Political Speech and Association Rights After Knox v. SEIU Local 1000

Erwin Chemerinsky, UC Irvine School of Law
Catherine Fisk, UC Irvine School of Law

Abstract

In Citizens United, Boy Scouts of America v. Dale, and other recent cases, the Supreme Court has given organizations a newly-robust First Amendment right to use the entity’s money in ways that stakeholders within the organization may find anathema and to discriminate against employees and members in order to advance the expressive interest of the entity. Yet, in Knox v. SEIU Local 1000 in 2012, the Court held that a labor union violates the First Amendment rights of dissenters if it levies a special assessment for political speech without first having dissenters opt in. The Court’s jurisprudence on associational speech lacks any theory of when and why an organization’s speech violates the rights of dissenters. Nor does it consider what kinds of internal organizational governance mechanisms are necessary to ensure a fair allocation of speech protections between those who wish the organization to promote one message and those who wish it to promote another. Moreover, the majority in Knox casts First Amendment doubt on the validity of the entire concept of collective bargaining by a union elected by a majority to represent all employees in a bargaining unit of government employees. As ballot measures in various states have been enacted or are pending limiting the rights of unions to raise and spend money on politics in the name of protecting dissident employees, a principled approach to the free speech rights of unions, corporations, and other associations is ever more needed.

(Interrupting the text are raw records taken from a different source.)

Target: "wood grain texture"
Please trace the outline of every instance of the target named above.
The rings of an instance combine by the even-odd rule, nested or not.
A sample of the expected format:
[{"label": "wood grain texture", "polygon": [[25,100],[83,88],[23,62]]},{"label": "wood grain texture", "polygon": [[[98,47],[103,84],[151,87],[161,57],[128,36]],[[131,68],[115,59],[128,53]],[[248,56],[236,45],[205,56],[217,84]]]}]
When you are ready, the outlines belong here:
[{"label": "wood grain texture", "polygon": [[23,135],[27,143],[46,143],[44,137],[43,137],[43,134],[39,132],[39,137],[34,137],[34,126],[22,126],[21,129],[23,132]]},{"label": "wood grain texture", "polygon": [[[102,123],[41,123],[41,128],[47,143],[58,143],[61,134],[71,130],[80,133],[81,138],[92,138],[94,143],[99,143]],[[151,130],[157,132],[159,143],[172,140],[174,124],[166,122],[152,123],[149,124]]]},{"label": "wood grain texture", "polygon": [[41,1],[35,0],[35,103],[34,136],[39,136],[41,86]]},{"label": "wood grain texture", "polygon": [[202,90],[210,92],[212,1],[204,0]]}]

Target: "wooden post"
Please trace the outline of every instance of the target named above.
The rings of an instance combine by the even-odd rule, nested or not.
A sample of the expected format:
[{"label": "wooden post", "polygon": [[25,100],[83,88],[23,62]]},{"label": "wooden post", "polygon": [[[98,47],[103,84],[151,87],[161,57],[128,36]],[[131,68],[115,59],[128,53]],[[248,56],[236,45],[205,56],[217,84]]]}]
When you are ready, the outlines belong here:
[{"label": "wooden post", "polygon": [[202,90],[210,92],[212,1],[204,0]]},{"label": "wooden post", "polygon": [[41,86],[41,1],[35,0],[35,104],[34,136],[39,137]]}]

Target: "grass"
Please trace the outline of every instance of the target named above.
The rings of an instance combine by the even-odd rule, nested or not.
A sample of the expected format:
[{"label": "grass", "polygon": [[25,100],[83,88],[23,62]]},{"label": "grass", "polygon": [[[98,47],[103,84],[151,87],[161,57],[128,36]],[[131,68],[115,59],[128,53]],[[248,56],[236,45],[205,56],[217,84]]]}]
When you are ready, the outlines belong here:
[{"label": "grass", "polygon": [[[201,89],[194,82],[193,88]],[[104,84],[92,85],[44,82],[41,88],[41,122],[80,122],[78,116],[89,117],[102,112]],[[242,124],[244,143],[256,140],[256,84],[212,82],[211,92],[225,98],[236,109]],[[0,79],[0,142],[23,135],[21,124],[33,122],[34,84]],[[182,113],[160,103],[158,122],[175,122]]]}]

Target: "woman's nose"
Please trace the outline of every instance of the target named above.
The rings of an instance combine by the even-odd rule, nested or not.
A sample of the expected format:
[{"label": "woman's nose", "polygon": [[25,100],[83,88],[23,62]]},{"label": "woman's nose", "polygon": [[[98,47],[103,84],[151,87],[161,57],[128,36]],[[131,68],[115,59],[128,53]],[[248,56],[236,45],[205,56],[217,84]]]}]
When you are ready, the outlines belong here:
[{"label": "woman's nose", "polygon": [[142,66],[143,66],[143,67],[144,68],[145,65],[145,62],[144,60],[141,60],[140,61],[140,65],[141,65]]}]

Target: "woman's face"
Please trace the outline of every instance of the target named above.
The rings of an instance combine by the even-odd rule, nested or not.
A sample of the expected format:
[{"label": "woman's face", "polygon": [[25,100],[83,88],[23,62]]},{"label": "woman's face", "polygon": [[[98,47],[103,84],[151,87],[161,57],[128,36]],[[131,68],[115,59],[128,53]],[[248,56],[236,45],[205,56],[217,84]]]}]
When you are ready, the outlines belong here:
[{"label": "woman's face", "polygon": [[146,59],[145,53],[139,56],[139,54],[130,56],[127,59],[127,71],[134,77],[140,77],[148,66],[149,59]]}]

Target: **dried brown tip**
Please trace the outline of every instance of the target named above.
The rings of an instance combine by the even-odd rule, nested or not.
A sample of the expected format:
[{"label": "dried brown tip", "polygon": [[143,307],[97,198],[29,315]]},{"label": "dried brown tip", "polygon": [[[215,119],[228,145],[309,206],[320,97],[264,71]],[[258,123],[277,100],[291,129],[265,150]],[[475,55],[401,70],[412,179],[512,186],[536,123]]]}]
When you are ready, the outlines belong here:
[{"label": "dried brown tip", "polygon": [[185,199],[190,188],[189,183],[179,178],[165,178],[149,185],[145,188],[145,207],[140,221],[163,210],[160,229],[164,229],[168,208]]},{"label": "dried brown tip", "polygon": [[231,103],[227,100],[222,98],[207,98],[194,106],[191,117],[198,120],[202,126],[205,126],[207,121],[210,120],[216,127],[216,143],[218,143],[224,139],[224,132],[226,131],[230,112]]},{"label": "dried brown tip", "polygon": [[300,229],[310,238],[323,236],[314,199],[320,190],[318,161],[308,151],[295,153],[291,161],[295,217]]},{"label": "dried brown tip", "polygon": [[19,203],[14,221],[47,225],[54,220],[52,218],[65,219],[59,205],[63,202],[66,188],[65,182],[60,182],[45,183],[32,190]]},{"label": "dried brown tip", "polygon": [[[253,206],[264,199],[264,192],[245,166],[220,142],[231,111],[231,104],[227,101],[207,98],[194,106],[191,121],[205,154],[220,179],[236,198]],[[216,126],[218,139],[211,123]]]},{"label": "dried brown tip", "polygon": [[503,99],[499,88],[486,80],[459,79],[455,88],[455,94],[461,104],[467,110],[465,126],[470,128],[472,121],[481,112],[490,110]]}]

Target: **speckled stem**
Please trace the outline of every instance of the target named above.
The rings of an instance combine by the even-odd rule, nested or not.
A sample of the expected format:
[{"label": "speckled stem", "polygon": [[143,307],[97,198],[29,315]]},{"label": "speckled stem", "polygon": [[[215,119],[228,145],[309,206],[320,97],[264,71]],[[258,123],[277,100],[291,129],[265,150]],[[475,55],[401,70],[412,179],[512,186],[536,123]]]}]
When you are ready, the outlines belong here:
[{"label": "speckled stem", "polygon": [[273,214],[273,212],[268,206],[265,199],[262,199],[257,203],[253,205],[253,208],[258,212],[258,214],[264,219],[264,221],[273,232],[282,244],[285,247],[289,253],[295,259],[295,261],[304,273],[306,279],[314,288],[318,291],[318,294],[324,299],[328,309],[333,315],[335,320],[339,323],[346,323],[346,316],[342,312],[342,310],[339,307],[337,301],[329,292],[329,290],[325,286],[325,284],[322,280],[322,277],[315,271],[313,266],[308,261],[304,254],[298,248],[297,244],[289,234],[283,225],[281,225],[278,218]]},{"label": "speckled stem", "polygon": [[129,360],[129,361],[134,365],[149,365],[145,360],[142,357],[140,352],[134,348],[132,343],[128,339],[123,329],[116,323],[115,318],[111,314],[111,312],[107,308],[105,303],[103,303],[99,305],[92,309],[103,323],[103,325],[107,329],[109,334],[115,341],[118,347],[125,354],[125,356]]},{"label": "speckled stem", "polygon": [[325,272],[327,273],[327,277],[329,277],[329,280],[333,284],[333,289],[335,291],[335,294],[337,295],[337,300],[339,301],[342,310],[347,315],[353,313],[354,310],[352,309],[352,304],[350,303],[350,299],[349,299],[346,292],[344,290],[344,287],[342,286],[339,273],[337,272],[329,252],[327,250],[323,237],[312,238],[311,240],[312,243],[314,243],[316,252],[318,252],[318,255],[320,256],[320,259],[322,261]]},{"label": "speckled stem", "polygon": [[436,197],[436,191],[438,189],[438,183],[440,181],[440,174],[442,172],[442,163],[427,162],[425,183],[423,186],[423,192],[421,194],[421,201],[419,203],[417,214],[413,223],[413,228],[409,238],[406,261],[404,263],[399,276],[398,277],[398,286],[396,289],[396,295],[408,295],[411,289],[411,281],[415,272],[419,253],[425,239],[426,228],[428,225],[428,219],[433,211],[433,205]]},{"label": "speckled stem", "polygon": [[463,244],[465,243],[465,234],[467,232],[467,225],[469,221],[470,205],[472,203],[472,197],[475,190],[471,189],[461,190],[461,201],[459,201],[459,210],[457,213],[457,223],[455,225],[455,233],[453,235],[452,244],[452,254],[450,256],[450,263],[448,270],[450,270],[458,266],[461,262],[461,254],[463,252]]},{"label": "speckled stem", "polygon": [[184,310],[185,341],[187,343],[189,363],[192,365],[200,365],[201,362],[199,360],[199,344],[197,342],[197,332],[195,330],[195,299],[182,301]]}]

In this article we offer an approach to reconciling the First Amendment expressive interests of organizations with the expressive interests of dissenting stakeholders within them. We suggest an approach to resolving the inconsistency between Citizens United, the union-dues cases, and the Court’s other compelled speech and associational speech jurisprudence. Contrary to the prevailing wisdom, we suggest not that shareholders be given the opt out (or opt in) rights of dissenting union employees but instead that unions be given the same broad speech rights as corporations to use dues and fees paid by all employees on political activity.